Aux élections municipales de mai 1887, Adrien Moucheraud se présenta à Paris dans le 5e arrondissement, comme « candidat abstentionniste ». Il déclara : « Je ne préconise pas le suffrage universel, parce que voter, c’est s’avilir, c’est-à-dire qu’on est une bête incapable de se conduire. Quand la masse ne sera plus abrutie par la société actuelle, elle n’aura plus besoin de voter, pour arriver à la transformation de l’État social. »

Il fréquenta la plupart des groupes anarchistes parisiens. Lors d’une réunion le 8 octobre 1887, salle Gaucher, organisée par le groupe Germinal, il fit l’éloge de l’action individuelle qui qui contribue plus « à la révolution sociale que ne le feraient toutes les réunions. »

Au printemps 1888 Adrien Moucheraud demeure quai d’Anjou et est l’un des animateurs de la Ligue des antipatriotes dont son frère Paul est le secrétaire. Fin 1888, il est secrétaire de La Jeunesse socialiste des Écoles avec Georges Brunet ; il demeure à ce moment quai de la Tournelle à Paris.

Le 22 avril 1892, une perquisition était effectuée à son domicile du boulevard Saint-Germain à Paris ; la police y saisit des affiches et le manifeste La Jeunesse socialiste des Écoles, signé de son nom. Le 10 janvier 1893, il était arrêté aux abords de la Chambre des députés. Une perquisition effectuée le 1er janvier 1894, ne donna aucun résultat.

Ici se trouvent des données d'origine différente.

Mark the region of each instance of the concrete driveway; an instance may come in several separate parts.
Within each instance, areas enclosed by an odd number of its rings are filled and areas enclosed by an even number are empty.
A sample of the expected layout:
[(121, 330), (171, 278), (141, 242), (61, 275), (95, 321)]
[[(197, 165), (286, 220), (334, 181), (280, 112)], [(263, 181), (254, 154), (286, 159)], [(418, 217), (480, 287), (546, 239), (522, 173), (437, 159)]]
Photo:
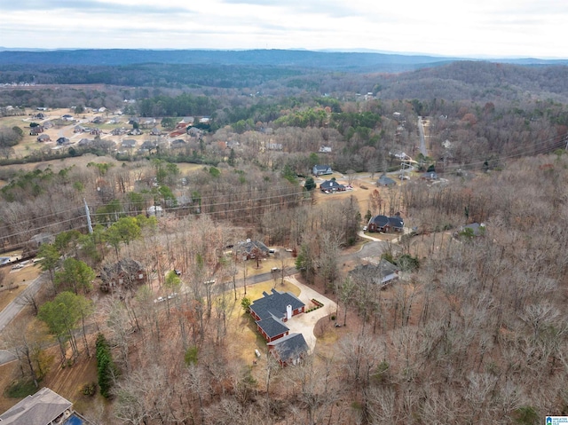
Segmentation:
[(300, 295), (298, 298), (302, 301), (306, 308), (312, 305), (312, 299), (315, 298), (320, 303), (323, 303), (323, 307), (318, 310), (314, 310), (309, 313), (300, 314), (295, 316), (286, 322), (286, 326), (290, 329), (290, 334), (298, 333), (304, 335), (304, 339), (310, 347), (310, 353), (313, 351), (316, 346), (316, 337), (313, 334), (313, 328), (321, 318), (335, 314), (337, 309), (337, 304), (331, 301), (327, 296), (322, 295), (318, 291), (313, 290), (310, 287), (298, 282), (293, 276), (286, 278), (290, 283), (293, 283), (300, 288)]

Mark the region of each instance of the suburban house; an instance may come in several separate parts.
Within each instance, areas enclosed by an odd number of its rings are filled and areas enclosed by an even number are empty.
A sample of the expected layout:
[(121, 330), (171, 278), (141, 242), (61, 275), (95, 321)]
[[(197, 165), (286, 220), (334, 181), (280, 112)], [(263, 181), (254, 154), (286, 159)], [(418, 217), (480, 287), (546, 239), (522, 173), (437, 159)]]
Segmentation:
[(320, 185), (320, 189), (321, 190), (321, 192), (328, 193), (343, 192), (346, 188), (343, 185), (340, 185), (335, 180), (326, 180), (321, 185)]
[(121, 147), (122, 149), (133, 149), (136, 147), (136, 140), (133, 138), (125, 138), (122, 140), (122, 143), (121, 143)]
[(142, 134), (142, 130), (140, 129), (132, 129), (129, 130), (129, 136), (140, 136)]
[(289, 329), (284, 322), (303, 313), (305, 304), (290, 292), (272, 289), (272, 294), (263, 292), (263, 295), (250, 304), (250, 315), (258, 332), (271, 342), (288, 334)]
[(392, 178), (388, 177), (386, 174), (383, 173), (379, 179), (376, 181), (377, 186), (393, 186), (397, 184)]
[(331, 166), (329, 165), (314, 165), (312, 169), (312, 174), (314, 176), (325, 176), (327, 174), (333, 174)]
[(266, 345), (280, 366), (297, 364), (309, 350), (302, 334), (289, 334), (276, 341), (271, 341)]
[(109, 291), (120, 287), (130, 288), (136, 284), (144, 283), (146, 280), (146, 273), (140, 262), (123, 258), (118, 263), (103, 267), (100, 279), (100, 289)]
[(266, 149), (269, 151), (281, 151), (282, 144), (281, 143), (267, 143)]
[(193, 116), (186, 116), (176, 124), (176, 129), (185, 129), (188, 125), (193, 125), (194, 118)]
[(28, 396), (0, 414), (2, 425), (83, 424), (83, 418), (73, 411), (73, 403), (49, 388)]
[(375, 216), (371, 217), (367, 228), (369, 232), (383, 232), (387, 233), (390, 231), (402, 232), (405, 227), (405, 222), (400, 216)]
[(82, 138), (81, 140), (79, 140), (77, 142), (77, 146), (88, 146), (90, 145), (92, 145), (94, 143), (94, 140), (92, 138)]
[(430, 171), (430, 172), (422, 174), (421, 178), (422, 180), (429, 180), (429, 181), (438, 180), (438, 174), (436, 174), (436, 171)]
[(376, 264), (358, 265), (349, 272), (349, 276), (355, 282), (367, 280), (383, 287), (398, 279), (398, 272), (396, 265), (382, 258)]
[(236, 244), (233, 248), (233, 252), (239, 257), (246, 256), (247, 260), (250, 260), (256, 257), (255, 251), (257, 249), (266, 256), (270, 252), (268, 247), (260, 240), (251, 240), (249, 239)]
[(36, 125), (35, 127), (29, 128), (29, 135), (30, 136), (37, 136), (40, 133), (43, 132), (44, 128), (41, 125)]
[(113, 129), (112, 131), (110, 132), (110, 134), (112, 134), (113, 136), (122, 136), (126, 132), (126, 129), (122, 128), (122, 127), (116, 127), (115, 129)]
[(171, 143), (170, 144), (170, 147), (171, 147), (172, 149), (179, 149), (182, 147), (185, 147), (187, 146), (187, 142), (185, 142), (185, 140), (183, 140), (181, 138), (177, 138), (175, 140), (172, 140)]

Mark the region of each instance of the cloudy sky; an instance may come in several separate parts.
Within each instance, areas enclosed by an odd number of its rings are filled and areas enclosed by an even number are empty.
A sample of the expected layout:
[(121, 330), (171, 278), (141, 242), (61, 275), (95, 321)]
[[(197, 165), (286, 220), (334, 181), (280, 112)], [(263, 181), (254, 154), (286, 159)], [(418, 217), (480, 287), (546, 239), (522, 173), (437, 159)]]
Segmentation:
[(566, 0), (0, 0), (9, 48), (568, 58)]

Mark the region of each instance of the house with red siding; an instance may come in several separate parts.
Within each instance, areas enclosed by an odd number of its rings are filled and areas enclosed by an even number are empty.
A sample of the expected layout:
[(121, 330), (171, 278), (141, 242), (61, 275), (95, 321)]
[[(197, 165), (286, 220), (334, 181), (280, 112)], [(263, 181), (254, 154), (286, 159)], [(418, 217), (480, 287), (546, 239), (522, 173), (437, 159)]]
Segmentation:
[(258, 332), (271, 342), (288, 334), (284, 323), (304, 312), (305, 304), (290, 292), (272, 289), (272, 294), (263, 292), (263, 297), (254, 301), (249, 309)]

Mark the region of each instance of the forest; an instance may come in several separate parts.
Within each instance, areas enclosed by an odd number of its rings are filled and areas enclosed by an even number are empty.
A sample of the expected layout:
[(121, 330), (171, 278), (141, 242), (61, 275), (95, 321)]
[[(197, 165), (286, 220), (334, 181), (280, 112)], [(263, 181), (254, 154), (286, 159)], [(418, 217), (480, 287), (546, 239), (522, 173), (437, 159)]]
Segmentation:
[[(95, 425), (568, 414), (568, 67), (424, 59), (395, 74), (258, 54), (1, 66), (16, 83), (0, 87), (0, 246), (40, 259), (43, 286), (0, 331), (15, 358), (0, 405), (51, 385)], [(54, 149), (28, 136), (38, 107), (105, 122)], [(328, 178), (347, 189), (323, 192)], [(377, 215), (405, 231), (367, 232)], [(273, 252), (237, 255), (246, 240)], [(398, 273), (384, 287), (360, 267), (380, 260)], [(117, 264), (138, 269), (108, 283)], [(1, 268), (2, 287), (20, 272)], [(336, 310), (282, 366), (248, 309), (300, 285)]]

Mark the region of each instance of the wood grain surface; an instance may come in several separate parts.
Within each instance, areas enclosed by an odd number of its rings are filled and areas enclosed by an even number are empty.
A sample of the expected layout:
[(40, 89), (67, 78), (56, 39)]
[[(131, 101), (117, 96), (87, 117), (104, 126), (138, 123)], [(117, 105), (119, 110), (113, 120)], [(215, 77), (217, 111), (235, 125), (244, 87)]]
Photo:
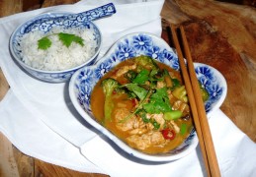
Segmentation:
[[(0, 17), (77, 1), (2, 0)], [(229, 2), (236, 4), (166, 0), (161, 13), (162, 37), (170, 41), (168, 23), (185, 26), (194, 61), (213, 66), (227, 81), (227, 97), (221, 110), (256, 142), (256, 3), (255, 0)], [(8, 89), (9, 85), (0, 71), (0, 100)], [(28, 156), (0, 133), (0, 176), (106, 175), (81, 173)]]

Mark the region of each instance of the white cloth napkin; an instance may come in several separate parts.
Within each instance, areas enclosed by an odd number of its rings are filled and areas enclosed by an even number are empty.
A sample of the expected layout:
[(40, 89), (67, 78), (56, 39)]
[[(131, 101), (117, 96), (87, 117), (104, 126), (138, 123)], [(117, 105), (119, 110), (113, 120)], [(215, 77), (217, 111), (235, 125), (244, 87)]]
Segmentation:
[[(113, 1), (112, 1), (113, 2)], [(111, 176), (204, 176), (201, 152), (170, 163), (154, 164), (127, 156), (90, 127), (74, 110), (67, 84), (47, 84), (24, 73), (12, 60), (11, 32), (27, 18), (43, 12), (81, 12), (107, 1), (80, 1), (2, 18), (0, 66), (11, 90), (0, 102), (0, 131), (23, 152), (44, 161), (84, 172)], [(117, 14), (96, 24), (103, 30), (103, 56), (124, 34), (148, 31), (160, 35), (160, 1), (114, 1)], [(256, 175), (256, 147), (220, 110), (210, 120), (223, 176)], [(221, 125), (221, 126), (219, 126)], [(80, 150), (82, 154), (80, 153)], [(238, 151), (238, 152), (237, 152)], [(122, 164), (122, 165), (120, 165)]]

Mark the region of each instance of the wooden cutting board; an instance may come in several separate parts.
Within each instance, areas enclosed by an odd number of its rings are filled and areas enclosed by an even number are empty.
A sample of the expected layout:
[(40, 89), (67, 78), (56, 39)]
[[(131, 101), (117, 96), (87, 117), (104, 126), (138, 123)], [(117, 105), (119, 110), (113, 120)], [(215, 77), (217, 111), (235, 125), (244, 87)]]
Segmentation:
[(166, 1), (165, 22), (185, 26), (195, 62), (222, 73), (221, 110), (256, 142), (256, 9), (203, 0)]

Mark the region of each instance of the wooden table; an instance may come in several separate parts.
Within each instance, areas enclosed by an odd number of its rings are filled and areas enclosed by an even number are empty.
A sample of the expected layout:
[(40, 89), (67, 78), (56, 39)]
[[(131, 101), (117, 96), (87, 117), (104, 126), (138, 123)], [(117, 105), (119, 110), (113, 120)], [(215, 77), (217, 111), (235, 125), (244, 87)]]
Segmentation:
[[(3, 0), (0, 17), (78, 0)], [(231, 2), (229, 0), (229, 2)], [(244, 5), (204, 0), (166, 0), (161, 16), (163, 38), (168, 23), (183, 24), (194, 61), (213, 66), (227, 81), (228, 93), (221, 110), (256, 142), (256, 2)], [(0, 100), (9, 89), (0, 70)], [(219, 123), (221, 125), (221, 123)], [(106, 176), (81, 173), (25, 155), (0, 133), (0, 176)]]

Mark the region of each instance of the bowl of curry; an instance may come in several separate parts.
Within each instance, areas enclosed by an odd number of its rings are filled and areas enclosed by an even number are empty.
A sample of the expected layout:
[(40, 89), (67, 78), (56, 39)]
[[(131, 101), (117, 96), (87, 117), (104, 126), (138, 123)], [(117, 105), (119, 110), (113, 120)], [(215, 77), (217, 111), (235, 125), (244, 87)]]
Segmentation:
[[(214, 68), (195, 63), (208, 117), (226, 95)], [(95, 65), (78, 70), (69, 95), (80, 115), (130, 155), (171, 161), (198, 138), (178, 57), (162, 38), (135, 32), (119, 39)]]

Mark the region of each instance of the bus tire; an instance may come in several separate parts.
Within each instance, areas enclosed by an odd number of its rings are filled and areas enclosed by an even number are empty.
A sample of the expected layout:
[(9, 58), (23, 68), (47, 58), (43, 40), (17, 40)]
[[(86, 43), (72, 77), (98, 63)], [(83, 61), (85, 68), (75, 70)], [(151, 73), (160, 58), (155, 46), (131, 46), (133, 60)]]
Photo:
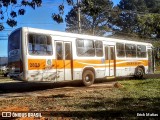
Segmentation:
[(143, 70), (143, 68), (137, 67), (137, 68), (136, 68), (136, 71), (135, 71), (135, 77), (136, 77), (137, 79), (142, 79), (143, 76), (144, 76), (144, 70)]
[(94, 73), (91, 70), (86, 70), (83, 72), (82, 81), (85, 86), (90, 86), (94, 83)]

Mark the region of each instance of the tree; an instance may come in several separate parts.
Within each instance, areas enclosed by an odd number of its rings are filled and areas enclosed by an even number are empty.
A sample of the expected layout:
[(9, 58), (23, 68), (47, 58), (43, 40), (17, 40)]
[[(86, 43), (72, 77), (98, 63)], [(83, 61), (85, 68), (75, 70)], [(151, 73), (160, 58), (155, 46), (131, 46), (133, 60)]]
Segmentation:
[[(66, 31), (78, 32), (77, 7), (73, 7), (66, 15)], [(80, 7), (82, 33), (103, 35), (110, 29), (108, 18), (113, 7), (110, 0), (82, 0)]]
[(117, 31), (159, 38), (160, 0), (121, 0), (121, 12), (113, 19)]
[[(66, 0), (68, 5), (73, 5), (73, 0)], [(19, 15), (24, 15), (26, 6), (33, 9), (36, 7), (41, 7), (42, 0), (0, 0), (0, 31), (4, 30), (3, 22), (5, 21), (10, 27), (15, 27), (17, 25), (16, 17)], [(52, 14), (52, 18), (57, 23), (63, 22), (62, 15), (64, 10), (64, 5), (60, 4), (58, 6), (59, 13)], [(7, 17), (5, 19), (5, 17)]]
[(141, 36), (160, 38), (160, 14), (138, 16), (137, 20)]
[[(24, 15), (25, 9), (21, 8), (22, 6), (30, 6), (31, 8), (35, 9), (36, 7), (40, 7), (42, 4), (42, 0), (22, 0), (21, 2), (17, 2), (17, 0), (0, 0), (0, 19), (1, 21), (4, 20), (5, 13), (7, 14), (7, 21), (6, 23), (10, 27), (14, 27), (17, 25), (17, 21), (15, 18), (18, 15)], [(10, 10), (9, 10), (10, 9)], [(4, 29), (2, 23), (0, 23), (0, 31)]]

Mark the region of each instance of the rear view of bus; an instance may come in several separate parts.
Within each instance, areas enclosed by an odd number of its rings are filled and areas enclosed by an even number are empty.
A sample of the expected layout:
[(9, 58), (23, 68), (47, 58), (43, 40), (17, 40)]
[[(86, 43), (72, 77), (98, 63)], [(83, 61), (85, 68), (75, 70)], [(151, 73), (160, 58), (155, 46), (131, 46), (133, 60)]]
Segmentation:
[(10, 77), (20, 77), (20, 73), (23, 71), (21, 49), (21, 29), (17, 29), (8, 38), (8, 67)]

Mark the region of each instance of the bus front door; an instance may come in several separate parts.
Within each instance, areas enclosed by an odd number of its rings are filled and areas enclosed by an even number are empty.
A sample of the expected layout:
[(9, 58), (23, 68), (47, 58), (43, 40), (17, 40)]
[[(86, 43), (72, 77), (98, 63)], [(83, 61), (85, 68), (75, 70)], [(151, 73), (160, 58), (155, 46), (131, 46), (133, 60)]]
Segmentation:
[(115, 46), (105, 46), (106, 72), (105, 76), (115, 76)]
[(72, 80), (71, 42), (55, 42), (57, 81)]

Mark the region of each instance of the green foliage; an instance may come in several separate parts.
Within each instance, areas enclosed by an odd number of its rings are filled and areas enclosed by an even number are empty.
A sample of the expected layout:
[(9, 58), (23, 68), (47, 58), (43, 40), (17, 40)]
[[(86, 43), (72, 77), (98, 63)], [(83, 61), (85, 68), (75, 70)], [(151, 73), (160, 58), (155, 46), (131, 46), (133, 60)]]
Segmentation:
[[(109, 30), (108, 19), (113, 3), (109, 0), (82, 0), (81, 29), (82, 33), (103, 35)], [(66, 16), (66, 31), (78, 32), (77, 8), (75, 6)]]
[(138, 16), (137, 21), (140, 35), (160, 38), (160, 14)]
[(121, 13), (111, 21), (118, 31), (160, 38), (160, 0), (121, 0), (118, 7)]

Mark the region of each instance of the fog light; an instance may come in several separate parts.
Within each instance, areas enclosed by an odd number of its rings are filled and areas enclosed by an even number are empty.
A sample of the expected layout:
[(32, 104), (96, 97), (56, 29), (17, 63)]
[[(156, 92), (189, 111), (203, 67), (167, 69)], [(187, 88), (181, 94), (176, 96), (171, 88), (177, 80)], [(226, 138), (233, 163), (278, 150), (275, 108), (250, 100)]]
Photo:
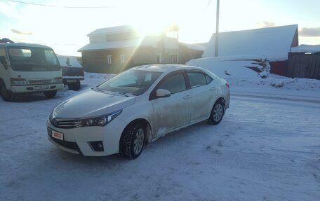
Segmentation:
[(89, 141), (90, 147), (94, 151), (103, 151), (103, 143), (102, 141)]

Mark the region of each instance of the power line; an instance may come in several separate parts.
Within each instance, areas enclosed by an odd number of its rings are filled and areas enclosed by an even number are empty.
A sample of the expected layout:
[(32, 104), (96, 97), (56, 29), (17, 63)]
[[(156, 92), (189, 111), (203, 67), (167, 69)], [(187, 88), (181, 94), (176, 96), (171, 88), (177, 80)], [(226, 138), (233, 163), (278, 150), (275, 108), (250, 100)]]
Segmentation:
[(14, 0), (2, 0), (2, 1), (11, 1), (11, 2), (22, 4), (39, 6), (65, 8), (114, 8), (114, 6), (55, 6), (55, 5), (46, 5), (46, 4), (24, 2), (24, 1), (14, 1)]

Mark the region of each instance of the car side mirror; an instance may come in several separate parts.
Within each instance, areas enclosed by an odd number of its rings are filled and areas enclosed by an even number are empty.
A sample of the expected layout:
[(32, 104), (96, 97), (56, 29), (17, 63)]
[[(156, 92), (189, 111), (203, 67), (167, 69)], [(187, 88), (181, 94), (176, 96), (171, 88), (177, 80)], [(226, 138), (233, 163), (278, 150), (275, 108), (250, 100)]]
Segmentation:
[(67, 65), (69, 66), (70, 65), (70, 60), (69, 58), (67, 58), (67, 62), (65, 62)]
[(8, 66), (8, 64), (5, 56), (0, 56), (0, 63), (1, 63), (4, 65), (6, 69), (7, 69), (6, 67)]
[(167, 90), (159, 89), (156, 90), (157, 97), (168, 97), (171, 95), (171, 93)]

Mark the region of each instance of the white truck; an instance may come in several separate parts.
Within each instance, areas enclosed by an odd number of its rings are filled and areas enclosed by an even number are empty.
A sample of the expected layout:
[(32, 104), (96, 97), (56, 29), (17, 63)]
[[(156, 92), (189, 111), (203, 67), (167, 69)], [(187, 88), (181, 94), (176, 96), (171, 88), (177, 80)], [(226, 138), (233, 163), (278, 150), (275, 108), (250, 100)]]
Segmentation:
[(20, 93), (44, 92), (51, 98), (63, 88), (61, 68), (51, 48), (4, 39), (0, 40), (0, 95), (4, 101), (13, 101)]

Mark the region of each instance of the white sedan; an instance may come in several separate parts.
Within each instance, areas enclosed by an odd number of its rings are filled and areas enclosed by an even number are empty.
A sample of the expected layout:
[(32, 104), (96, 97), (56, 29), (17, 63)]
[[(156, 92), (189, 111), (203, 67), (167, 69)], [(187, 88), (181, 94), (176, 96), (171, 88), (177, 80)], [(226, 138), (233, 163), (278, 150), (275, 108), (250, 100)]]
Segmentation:
[(137, 67), (59, 103), (47, 121), (48, 139), (74, 153), (134, 159), (167, 133), (218, 124), (229, 99), (229, 84), (202, 68)]

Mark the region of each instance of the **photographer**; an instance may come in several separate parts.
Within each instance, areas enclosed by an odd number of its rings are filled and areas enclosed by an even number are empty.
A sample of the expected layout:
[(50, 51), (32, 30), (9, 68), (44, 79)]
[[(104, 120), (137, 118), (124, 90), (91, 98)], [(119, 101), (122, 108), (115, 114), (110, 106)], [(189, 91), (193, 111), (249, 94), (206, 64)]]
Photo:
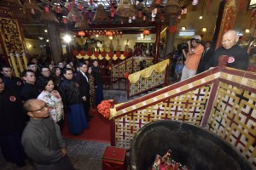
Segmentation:
[(195, 36), (191, 40), (187, 42), (189, 52), (186, 54), (185, 49), (183, 49), (186, 61), (185, 66), (183, 69), (181, 81), (189, 78), (196, 73), (200, 59), (204, 51), (204, 47), (200, 43), (201, 40), (201, 36)]

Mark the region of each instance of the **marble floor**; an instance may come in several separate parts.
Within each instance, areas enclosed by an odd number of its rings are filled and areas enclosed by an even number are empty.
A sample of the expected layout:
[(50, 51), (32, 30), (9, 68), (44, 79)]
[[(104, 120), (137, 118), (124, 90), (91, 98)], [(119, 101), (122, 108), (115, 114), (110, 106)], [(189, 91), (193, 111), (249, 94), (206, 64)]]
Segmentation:
[[(102, 156), (110, 144), (95, 141), (66, 139), (68, 156), (77, 170), (102, 170)], [(6, 162), (0, 152), (1, 170), (33, 170), (32, 163), (26, 160), (26, 165), (18, 167), (15, 164)]]

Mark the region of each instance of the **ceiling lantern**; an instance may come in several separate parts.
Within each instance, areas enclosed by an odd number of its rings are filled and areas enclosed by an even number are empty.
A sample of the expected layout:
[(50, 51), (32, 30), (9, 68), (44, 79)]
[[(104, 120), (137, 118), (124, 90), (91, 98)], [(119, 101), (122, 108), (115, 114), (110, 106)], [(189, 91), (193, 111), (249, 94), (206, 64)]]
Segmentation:
[(134, 5), (131, 3), (131, 0), (120, 0), (118, 4), (117, 15), (122, 17), (130, 17), (136, 15), (137, 9), (134, 8)]
[(144, 36), (148, 36), (149, 34), (150, 34), (149, 30), (144, 30), (144, 31), (143, 31), (143, 35), (144, 35)]
[(104, 10), (103, 5), (100, 4), (95, 13), (93, 22), (102, 23), (103, 21), (108, 20), (108, 14)]
[(84, 37), (85, 36), (85, 32), (84, 31), (79, 31), (79, 36), (80, 36), (80, 37)]
[(107, 37), (113, 37), (113, 31), (106, 31), (106, 36)]

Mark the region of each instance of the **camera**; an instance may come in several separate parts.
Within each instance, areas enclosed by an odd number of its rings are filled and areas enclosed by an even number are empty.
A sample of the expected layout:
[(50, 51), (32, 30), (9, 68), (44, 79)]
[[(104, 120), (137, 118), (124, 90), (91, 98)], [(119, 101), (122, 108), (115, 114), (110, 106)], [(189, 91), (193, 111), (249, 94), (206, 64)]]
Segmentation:
[(188, 42), (181, 42), (181, 43), (177, 44), (177, 48), (178, 50), (183, 50), (183, 49), (189, 48)]

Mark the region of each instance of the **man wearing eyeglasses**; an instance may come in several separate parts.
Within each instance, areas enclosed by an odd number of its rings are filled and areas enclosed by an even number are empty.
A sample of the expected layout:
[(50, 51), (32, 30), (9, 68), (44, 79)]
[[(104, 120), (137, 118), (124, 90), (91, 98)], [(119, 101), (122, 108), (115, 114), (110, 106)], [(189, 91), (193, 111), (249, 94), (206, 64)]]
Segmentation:
[(21, 138), (27, 156), (38, 170), (73, 170), (59, 126), (49, 116), (44, 101), (29, 99), (24, 108), (30, 116)]
[(27, 119), (19, 96), (14, 89), (5, 87), (1, 77), (0, 117), (2, 154), (6, 162), (23, 167), (26, 164), (26, 154), (21, 144), (21, 135)]

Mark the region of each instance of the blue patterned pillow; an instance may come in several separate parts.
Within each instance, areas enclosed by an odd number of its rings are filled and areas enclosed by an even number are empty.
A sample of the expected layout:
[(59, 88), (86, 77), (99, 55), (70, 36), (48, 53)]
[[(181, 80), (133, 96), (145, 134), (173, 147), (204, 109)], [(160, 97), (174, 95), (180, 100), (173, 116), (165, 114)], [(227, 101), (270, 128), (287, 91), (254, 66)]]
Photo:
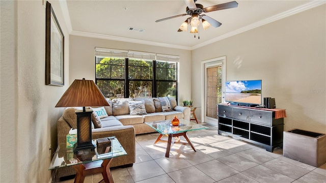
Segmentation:
[(142, 101), (128, 101), (130, 115), (146, 114), (146, 109), (145, 108), (145, 102)]
[(173, 111), (171, 104), (170, 102), (170, 99), (168, 97), (159, 97), (159, 102), (162, 106), (162, 110), (163, 112)]
[(100, 119), (108, 116), (106, 113), (106, 111), (105, 111), (105, 109), (104, 108), (104, 107), (97, 108), (91, 107), (91, 109), (93, 109), (93, 111), (96, 113), (96, 114), (97, 114), (97, 116), (100, 118)]

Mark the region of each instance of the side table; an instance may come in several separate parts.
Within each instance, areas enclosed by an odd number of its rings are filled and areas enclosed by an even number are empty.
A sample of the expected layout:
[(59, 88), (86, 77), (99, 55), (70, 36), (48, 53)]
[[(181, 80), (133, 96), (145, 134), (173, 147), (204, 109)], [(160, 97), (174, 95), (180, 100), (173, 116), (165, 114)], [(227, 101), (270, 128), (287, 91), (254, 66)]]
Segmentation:
[(103, 153), (99, 152), (96, 146), (96, 140), (93, 140), (95, 147), (92, 150), (78, 151), (73, 153), (73, 148), (66, 147), (65, 143), (59, 144), (55, 153), (48, 170), (72, 166), (77, 173), (74, 182), (84, 182), (88, 175), (101, 173), (104, 182), (113, 183), (113, 179), (110, 171), (110, 165), (113, 158), (127, 155), (121, 144), (115, 137), (107, 137), (111, 140), (110, 149)]
[[(190, 120), (196, 120), (196, 122), (198, 124), (198, 121), (197, 120), (197, 117), (196, 116), (196, 114), (195, 114), (195, 111), (198, 108), (200, 107), (193, 107), (193, 106), (183, 106), (183, 107), (188, 107), (191, 108), (190, 109)], [(192, 115), (194, 118), (192, 118)]]

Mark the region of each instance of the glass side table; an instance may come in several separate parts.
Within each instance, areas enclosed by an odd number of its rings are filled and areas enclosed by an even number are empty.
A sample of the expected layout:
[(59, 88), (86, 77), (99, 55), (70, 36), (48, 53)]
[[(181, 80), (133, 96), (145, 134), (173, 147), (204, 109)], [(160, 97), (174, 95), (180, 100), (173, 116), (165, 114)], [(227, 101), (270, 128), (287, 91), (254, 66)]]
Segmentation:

Le 3 mars 1894, le préfet de police délivra un mandat d’amener à son encontre pour association de malfaiteurs. Le 4 mars, le commissaire de Saint-Germain des Prés perquisitionna sa chambre de Moucheraud. Il avait refusé d’ouvrir la porte de son logement du boulevard Saint-Germain tout en proférant des injures, selon le policier, qui recourut à un serrurier pour forcer l’entrée. Parmi les documents saisis figuraient une carte du géographe Élisée Reclus, qu’il avait rencontré à la Société de géographie. Emmené au commissariat, il se déclara nihiliste et ami de Padlewski, assassin à Paris du général russe Séliverstoff, proférant des menaces envers les policiers puis le juge d’instruction. Ce dernier, nommé Meyer, désigna le 4 mai 1894, deux médecins afin d’examiner son état mental de afin de déterminer s’il était responsable de ses actes ou devait être enfermé dans une maison d’aliénés. Le rapport conclut à sa responsabilité tout en notant une grande exaltation. Il fut mis en liberté provisoire le 16 juin. De nouveau poursuivi par la préfecture, sur le même motif, il indique, le 1er juillet, ne plus s’occuper d’anarchie mais uniquement de son travail de lithographe et d’aérostation. Arrêté cependant, il est libéré le 10 juillet de la prison de Mazas. Le juge délivra, le 20 juin 1895, un non-lieu pour l’inculpation d’association de malfaiteurs. Comme son frère, Adrien n’eut plus d’activité dans les milieux anarchistes.